イジワル婚約者と花嫁契約
「それに佐々木さん、すごく素敵な人だったしね。灯里も気に入ったでしょ?」

「えっ!?」

私が脱いだ着物をしまいながら目を輝かせるお母さんに、とてもじゃないけれど「そんなわけない」とは言えそうになく、ただ笑って誤魔化すしか出来なかった。
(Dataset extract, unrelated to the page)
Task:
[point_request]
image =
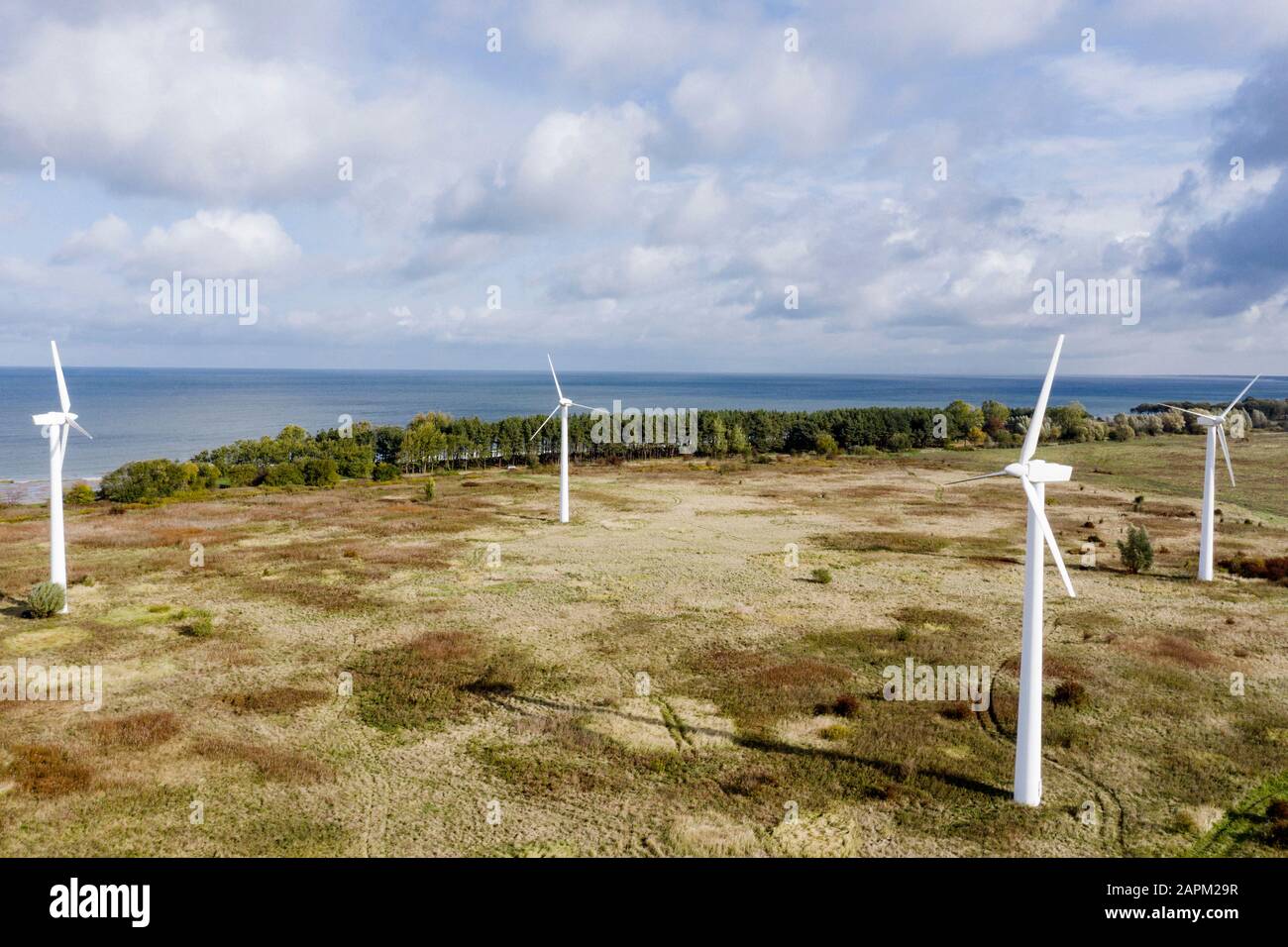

そんな時、数回ドアをノックする音が響く。

「灯里、今日はお疲れ様」

「お父さん!」

私服に着替えたお父さんが、お母さん同様上機嫌に部屋に入ってきた。

「いやしかし佐々木君は聞いていた以上、想像以上の好青年だったな」

「えぇ、本当に」

そりゃ私だって食事の席での彼しか知らなかったら、素敵だったと同感していた。
けれど彼の本性を知ってしまった今、ふたりに共感することなんて出来ない。

でもここでふたりが揃ったのは好都合かもしれない。
曖昧にしたままが一番よくないよね。
曖昧のままだったら、話しを進められちゃいそうだし。

彼の本性を知らないふたりには、“好青年”として好印象だし、「私にはもったいない相手だから」って理由で断ってもらえるかもしれない。
そう思い、早速お父さんに伝えようとしたものの、先に口を開いたお父さんによって遮られてしまった。